O primeiro assalto que teria sido praticado por Leonel foi no final da tarde. Segundo o proprietário da farmácia que fica na avenida Guilherme de Almeida e que pediu para não ser identificado, o assaltante estava acompanhado por um adolescente que aparentava não ter mais do que 12 anos de idade.

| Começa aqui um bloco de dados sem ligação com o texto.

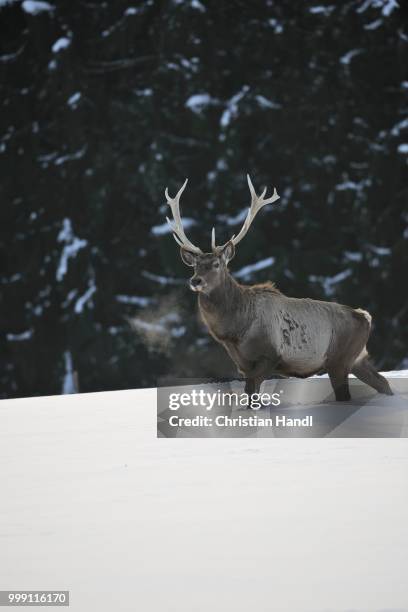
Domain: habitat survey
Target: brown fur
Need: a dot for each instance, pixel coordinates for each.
(266, 332)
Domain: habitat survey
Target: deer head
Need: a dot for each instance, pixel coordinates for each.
(210, 268)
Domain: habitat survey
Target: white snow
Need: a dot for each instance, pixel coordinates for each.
(265, 103)
(401, 125)
(71, 248)
(373, 25)
(325, 10)
(80, 303)
(386, 6)
(198, 102)
(134, 299)
(26, 335)
(93, 502)
(347, 57)
(379, 250)
(60, 44)
(70, 156)
(329, 282)
(352, 256)
(231, 107)
(164, 228)
(68, 384)
(34, 7)
(162, 280)
(74, 99)
(246, 271)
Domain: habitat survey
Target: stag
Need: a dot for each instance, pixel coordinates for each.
(267, 333)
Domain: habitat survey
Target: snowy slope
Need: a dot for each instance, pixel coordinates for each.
(93, 502)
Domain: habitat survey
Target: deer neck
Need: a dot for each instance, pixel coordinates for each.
(221, 308)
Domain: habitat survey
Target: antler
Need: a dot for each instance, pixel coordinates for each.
(257, 202)
(177, 228)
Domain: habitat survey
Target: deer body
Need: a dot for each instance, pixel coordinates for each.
(266, 332)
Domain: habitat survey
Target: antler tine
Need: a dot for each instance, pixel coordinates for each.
(177, 225)
(257, 202)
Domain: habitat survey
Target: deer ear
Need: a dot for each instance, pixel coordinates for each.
(188, 257)
(228, 251)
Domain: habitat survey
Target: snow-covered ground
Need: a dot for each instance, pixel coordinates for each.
(92, 501)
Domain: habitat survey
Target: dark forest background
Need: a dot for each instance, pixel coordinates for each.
(104, 104)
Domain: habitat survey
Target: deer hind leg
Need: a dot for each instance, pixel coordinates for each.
(339, 380)
(366, 372)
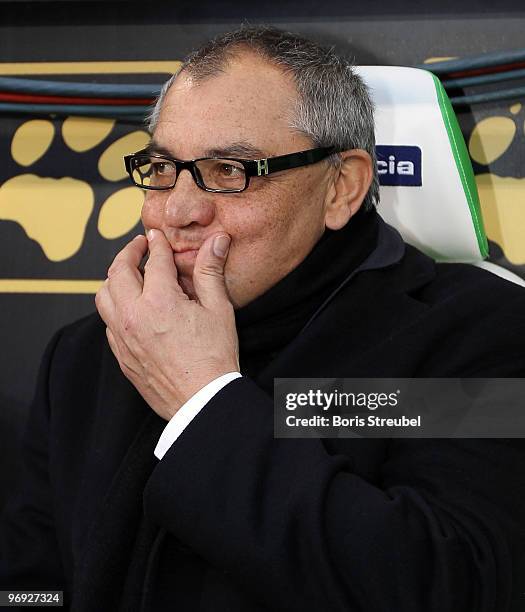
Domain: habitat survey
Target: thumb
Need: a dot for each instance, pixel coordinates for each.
(208, 273)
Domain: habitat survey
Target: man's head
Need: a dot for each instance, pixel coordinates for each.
(258, 93)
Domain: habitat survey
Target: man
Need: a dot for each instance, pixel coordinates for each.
(154, 480)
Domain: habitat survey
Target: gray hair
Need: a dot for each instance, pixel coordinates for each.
(334, 106)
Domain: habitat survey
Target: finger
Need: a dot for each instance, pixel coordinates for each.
(208, 273)
(160, 272)
(104, 304)
(125, 279)
(112, 342)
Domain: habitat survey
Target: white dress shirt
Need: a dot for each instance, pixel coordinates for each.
(188, 411)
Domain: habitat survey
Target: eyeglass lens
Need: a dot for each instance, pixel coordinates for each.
(221, 174)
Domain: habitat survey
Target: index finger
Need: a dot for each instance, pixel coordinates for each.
(160, 272)
(125, 278)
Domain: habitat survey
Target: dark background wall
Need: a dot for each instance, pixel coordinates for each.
(382, 32)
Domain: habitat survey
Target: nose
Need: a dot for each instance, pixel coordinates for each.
(186, 203)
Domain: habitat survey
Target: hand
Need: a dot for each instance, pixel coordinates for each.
(167, 345)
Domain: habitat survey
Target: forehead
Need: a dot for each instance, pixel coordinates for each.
(251, 101)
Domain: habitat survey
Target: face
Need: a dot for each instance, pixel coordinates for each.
(244, 112)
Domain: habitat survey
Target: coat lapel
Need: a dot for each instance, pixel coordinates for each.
(110, 501)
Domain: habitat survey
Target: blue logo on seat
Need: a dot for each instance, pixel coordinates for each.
(399, 165)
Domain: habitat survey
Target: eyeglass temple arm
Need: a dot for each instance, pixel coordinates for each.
(262, 167)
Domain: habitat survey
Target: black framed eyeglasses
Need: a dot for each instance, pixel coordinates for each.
(216, 174)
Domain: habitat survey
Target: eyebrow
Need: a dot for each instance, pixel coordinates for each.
(240, 149)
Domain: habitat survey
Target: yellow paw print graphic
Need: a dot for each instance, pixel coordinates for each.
(502, 197)
(55, 211)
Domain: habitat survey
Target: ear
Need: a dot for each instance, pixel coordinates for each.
(351, 183)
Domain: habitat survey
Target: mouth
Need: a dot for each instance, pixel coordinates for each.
(184, 258)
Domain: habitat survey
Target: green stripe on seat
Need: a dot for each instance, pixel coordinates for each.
(463, 164)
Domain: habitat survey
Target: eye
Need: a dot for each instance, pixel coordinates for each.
(229, 170)
(161, 168)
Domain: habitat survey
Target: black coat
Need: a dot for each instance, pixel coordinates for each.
(238, 520)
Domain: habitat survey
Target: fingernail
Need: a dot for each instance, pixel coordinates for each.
(220, 245)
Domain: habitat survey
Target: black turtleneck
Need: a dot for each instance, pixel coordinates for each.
(266, 325)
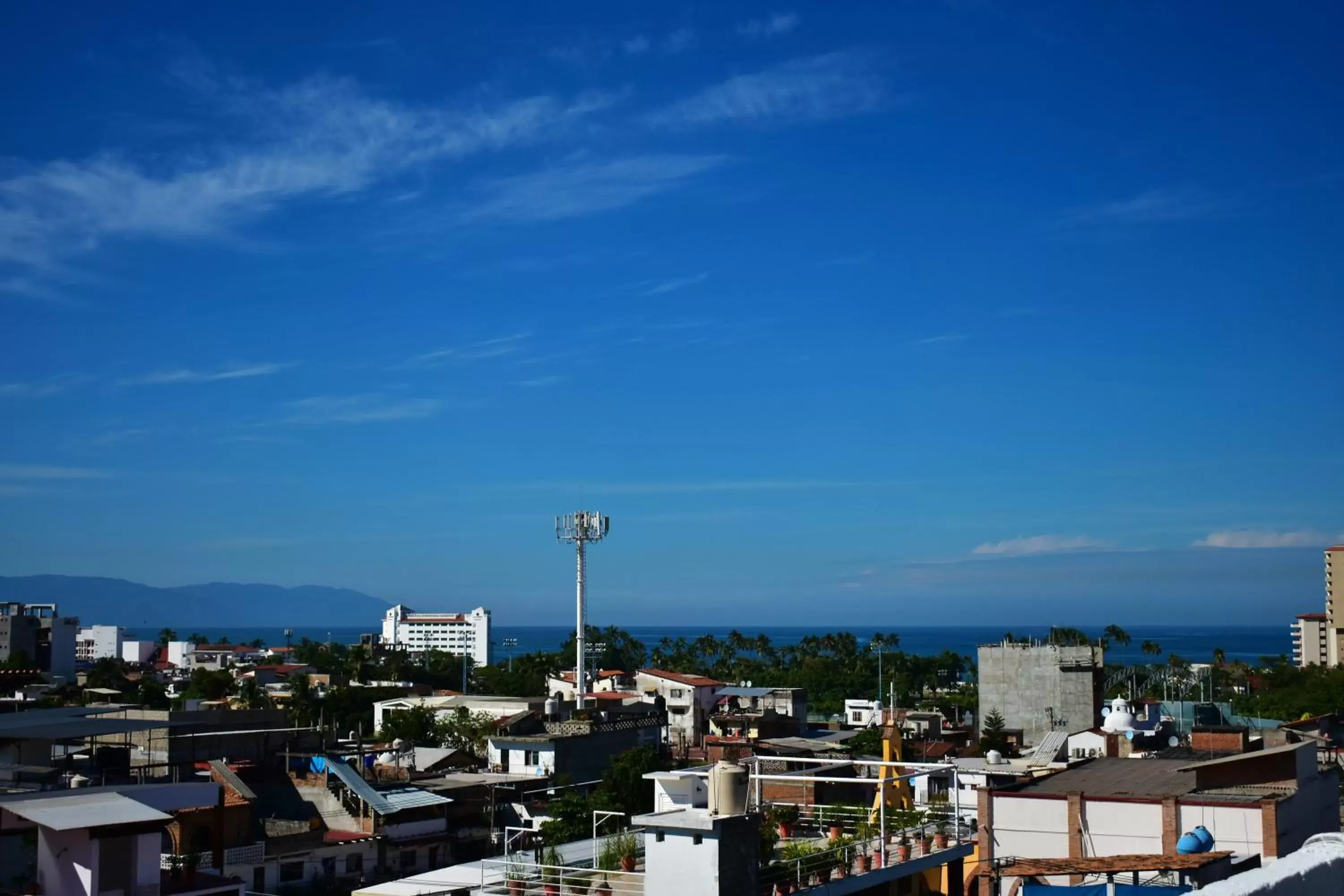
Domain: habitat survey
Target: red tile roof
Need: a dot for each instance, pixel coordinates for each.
(695, 681)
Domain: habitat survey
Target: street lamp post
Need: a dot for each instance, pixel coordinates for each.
(878, 645)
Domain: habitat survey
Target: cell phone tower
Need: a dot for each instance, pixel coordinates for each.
(578, 530)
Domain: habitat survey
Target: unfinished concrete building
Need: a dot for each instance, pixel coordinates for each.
(1039, 688)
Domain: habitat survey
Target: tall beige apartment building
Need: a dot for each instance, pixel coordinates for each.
(1334, 563)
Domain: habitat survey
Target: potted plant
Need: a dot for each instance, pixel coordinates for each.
(836, 828)
(797, 859)
(628, 847)
(517, 876)
(609, 857)
(578, 884)
(784, 817)
(843, 847)
(551, 863)
(863, 835)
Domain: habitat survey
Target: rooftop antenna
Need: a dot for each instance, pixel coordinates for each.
(580, 528)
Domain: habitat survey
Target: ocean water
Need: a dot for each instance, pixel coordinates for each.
(1193, 642)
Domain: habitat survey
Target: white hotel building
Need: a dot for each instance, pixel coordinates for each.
(453, 633)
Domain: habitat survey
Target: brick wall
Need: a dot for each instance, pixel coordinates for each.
(1171, 824)
(986, 845)
(1269, 828)
(1221, 739)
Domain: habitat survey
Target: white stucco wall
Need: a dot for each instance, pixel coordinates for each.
(518, 763)
(1031, 828)
(147, 859)
(76, 872)
(1121, 828)
(681, 867)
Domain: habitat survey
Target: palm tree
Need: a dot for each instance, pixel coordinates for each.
(250, 695)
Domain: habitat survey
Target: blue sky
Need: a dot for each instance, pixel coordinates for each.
(905, 312)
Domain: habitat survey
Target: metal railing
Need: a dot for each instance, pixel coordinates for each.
(502, 878)
(249, 855)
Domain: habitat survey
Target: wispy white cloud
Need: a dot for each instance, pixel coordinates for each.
(35, 472)
(586, 187)
(679, 41)
(814, 89)
(187, 375)
(116, 437)
(1152, 206)
(479, 351)
(691, 488)
(1253, 539)
(43, 388)
(940, 339)
(312, 139)
(674, 285)
(773, 26)
(1043, 544)
(369, 408)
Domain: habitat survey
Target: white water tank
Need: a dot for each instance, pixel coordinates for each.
(728, 789)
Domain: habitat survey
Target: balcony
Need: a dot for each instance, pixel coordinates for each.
(842, 844)
(503, 878)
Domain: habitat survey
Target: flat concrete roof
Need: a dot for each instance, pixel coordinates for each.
(682, 818)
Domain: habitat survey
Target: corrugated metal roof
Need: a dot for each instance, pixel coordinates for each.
(412, 797)
(230, 778)
(1049, 749)
(362, 788)
(84, 810)
(1111, 777)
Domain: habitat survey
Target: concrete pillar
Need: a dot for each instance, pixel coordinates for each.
(986, 843)
(1171, 825)
(956, 879)
(1076, 833)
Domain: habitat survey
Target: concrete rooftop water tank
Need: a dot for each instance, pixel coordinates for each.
(728, 789)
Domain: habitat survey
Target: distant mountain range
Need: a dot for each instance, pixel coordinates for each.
(100, 601)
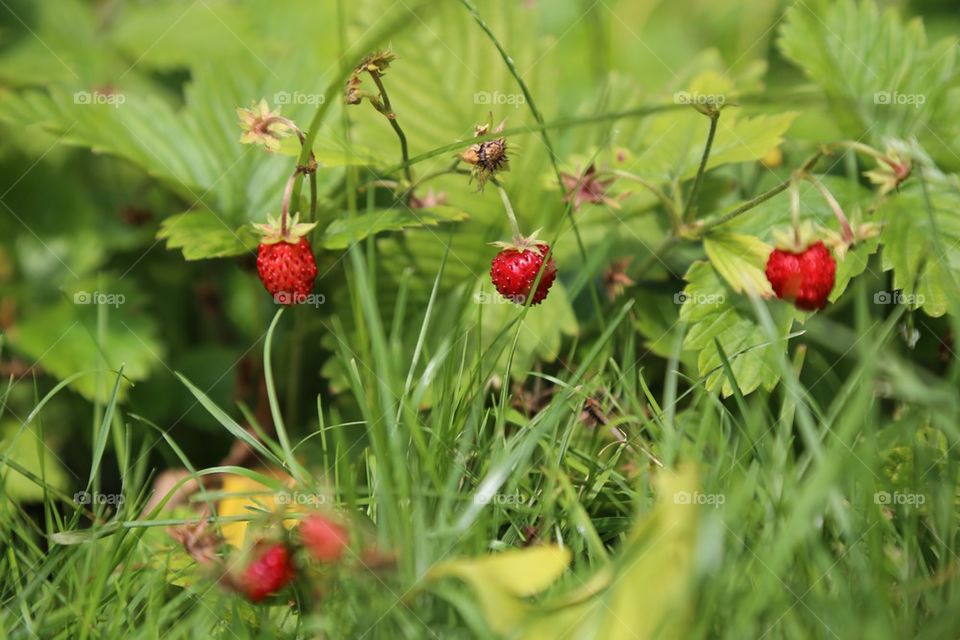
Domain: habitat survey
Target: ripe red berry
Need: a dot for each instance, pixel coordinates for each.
(323, 538)
(270, 570)
(804, 278)
(287, 270)
(514, 270)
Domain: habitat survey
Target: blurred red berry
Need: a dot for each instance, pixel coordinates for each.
(514, 270)
(805, 278)
(323, 538)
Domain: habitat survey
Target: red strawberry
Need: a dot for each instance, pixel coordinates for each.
(514, 270)
(324, 539)
(285, 261)
(270, 570)
(805, 278)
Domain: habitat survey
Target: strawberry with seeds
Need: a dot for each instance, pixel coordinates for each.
(270, 570)
(514, 271)
(285, 260)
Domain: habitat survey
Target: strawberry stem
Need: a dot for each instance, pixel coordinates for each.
(834, 205)
(763, 197)
(509, 208)
(862, 148)
(698, 181)
(387, 110)
(285, 206)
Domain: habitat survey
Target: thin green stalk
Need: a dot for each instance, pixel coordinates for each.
(702, 169)
(388, 112)
(511, 215)
(760, 199)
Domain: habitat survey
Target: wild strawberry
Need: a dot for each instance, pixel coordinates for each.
(514, 270)
(323, 538)
(285, 261)
(805, 278)
(270, 571)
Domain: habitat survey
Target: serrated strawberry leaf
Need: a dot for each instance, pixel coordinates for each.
(740, 259)
(202, 234)
(846, 48)
(922, 246)
(343, 231)
(714, 311)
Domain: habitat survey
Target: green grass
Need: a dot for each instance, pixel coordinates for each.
(799, 546)
(825, 508)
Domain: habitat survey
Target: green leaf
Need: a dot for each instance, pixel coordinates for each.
(715, 312)
(345, 230)
(24, 447)
(923, 247)
(846, 48)
(501, 580)
(643, 593)
(202, 234)
(672, 143)
(740, 259)
(129, 339)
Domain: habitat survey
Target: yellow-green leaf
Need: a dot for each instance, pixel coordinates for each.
(740, 259)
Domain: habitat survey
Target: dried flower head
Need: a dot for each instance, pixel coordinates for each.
(374, 64)
(615, 278)
(891, 171)
(489, 157)
(377, 62)
(431, 199)
(263, 126)
(587, 188)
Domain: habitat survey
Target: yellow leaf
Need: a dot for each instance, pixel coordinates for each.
(502, 580)
(250, 498)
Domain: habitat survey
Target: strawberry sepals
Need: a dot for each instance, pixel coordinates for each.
(524, 243)
(273, 231)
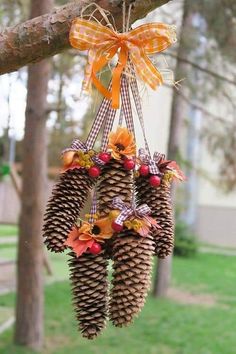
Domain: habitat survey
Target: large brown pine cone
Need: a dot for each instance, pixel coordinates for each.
(115, 181)
(132, 262)
(159, 200)
(88, 275)
(63, 208)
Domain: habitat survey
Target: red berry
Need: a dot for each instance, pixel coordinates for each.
(94, 171)
(104, 156)
(95, 248)
(155, 181)
(144, 170)
(116, 227)
(129, 164)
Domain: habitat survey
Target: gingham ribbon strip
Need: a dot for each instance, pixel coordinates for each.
(127, 210)
(77, 145)
(98, 121)
(138, 105)
(151, 162)
(93, 209)
(108, 127)
(126, 104)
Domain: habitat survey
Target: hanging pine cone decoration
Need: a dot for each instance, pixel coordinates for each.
(116, 179)
(88, 275)
(132, 263)
(68, 196)
(155, 190)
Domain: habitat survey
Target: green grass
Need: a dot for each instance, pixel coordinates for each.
(163, 327)
(8, 230)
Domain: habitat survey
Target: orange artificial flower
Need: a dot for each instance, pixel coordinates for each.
(121, 143)
(81, 239)
(141, 226)
(79, 245)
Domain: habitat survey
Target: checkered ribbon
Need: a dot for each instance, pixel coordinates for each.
(108, 127)
(93, 209)
(151, 162)
(100, 118)
(127, 210)
(103, 43)
(126, 104)
(138, 105)
(77, 145)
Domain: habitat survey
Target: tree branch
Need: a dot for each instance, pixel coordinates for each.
(47, 35)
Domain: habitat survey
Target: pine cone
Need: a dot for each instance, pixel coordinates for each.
(132, 261)
(159, 200)
(115, 181)
(88, 275)
(63, 208)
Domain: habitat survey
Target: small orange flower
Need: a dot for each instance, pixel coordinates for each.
(79, 245)
(121, 143)
(81, 239)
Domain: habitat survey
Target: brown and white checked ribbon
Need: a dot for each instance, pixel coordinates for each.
(151, 162)
(80, 145)
(108, 127)
(138, 105)
(129, 210)
(126, 104)
(101, 115)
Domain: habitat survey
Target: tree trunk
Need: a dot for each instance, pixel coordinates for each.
(29, 306)
(163, 272)
(47, 35)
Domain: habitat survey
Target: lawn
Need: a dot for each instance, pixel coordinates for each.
(163, 327)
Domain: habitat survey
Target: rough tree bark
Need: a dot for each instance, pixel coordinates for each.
(46, 35)
(29, 306)
(163, 272)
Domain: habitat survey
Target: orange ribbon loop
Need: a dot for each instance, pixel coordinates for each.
(104, 43)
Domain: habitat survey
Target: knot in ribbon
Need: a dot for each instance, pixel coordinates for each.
(127, 210)
(151, 162)
(104, 43)
(80, 145)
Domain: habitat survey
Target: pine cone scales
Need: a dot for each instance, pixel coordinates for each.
(63, 208)
(88, 275)
(159, 200)
(132, 256)
(115, 181)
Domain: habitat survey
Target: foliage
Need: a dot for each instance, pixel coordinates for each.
(185, 241)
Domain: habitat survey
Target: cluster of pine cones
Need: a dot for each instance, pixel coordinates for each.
(131, 254)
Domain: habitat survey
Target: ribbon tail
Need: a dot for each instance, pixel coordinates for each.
(145, 69)
(97, 66)
(116, 77)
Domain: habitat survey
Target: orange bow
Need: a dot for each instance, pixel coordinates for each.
(103, 43)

Ele contou que, por volta das 17h30, estava na porta do estabelecimento quando teria sido abordado por Leonel, que já estaria de revólver em punho. O rapaz entrou, recolheu o dinheiro o valor não foi divulgado e fugiu por uma rua de terra que fica em frente à farmácia. ''Eu comecei a gritar para uns conhecidos e ele parou e disse que iria atirar'', contou a vítima. O comerciante já não se lembra mais quantas vezes foi vítima de assaltantes. Ele disse que chegou a registrar pelo menos sete ocorrências mas agora desistiu porque, segundo ele, não adianta.
Menos de meia hora depois, Leonel teria assaltado uma outra farmácia, localizada na rua dos Cozinheiros, há menos de um quilômetro de distância da primeira. Proprietário e funcionários não quiseram dar entrevista. Eles disseram apenas que o rapaz entrou armado mas não agrediu ninguém. Também não foi revelado o total de dinheiro roubado.
Quando saia da farmácia, o assaltante foi surpreendido por uma viatura da Polícia Militar. Em perseguição pela avenida Guilherme de Almeida, o rapaz teria disparado contra os policiais e, ao tentar pular o muro de uma residência, foi atingido no ombro direito. O tiro transfixou o pulmão e, mesmo sendo socorrido pelo Siate, não resistiu aos ferimentos e faleceu no local.
A assessoria da Polícia Militar informou que a arma do policial que efetuou o disparo foi apresentada à Polícia Civil bem como o revólver calibre 32 que teria sido localizado com Leonel. Também foi instaurado um inquérito policial militar (IPM) para apurar as circunstâncias da ocorrência. Célio Leonel não tinha passagens pela polícia.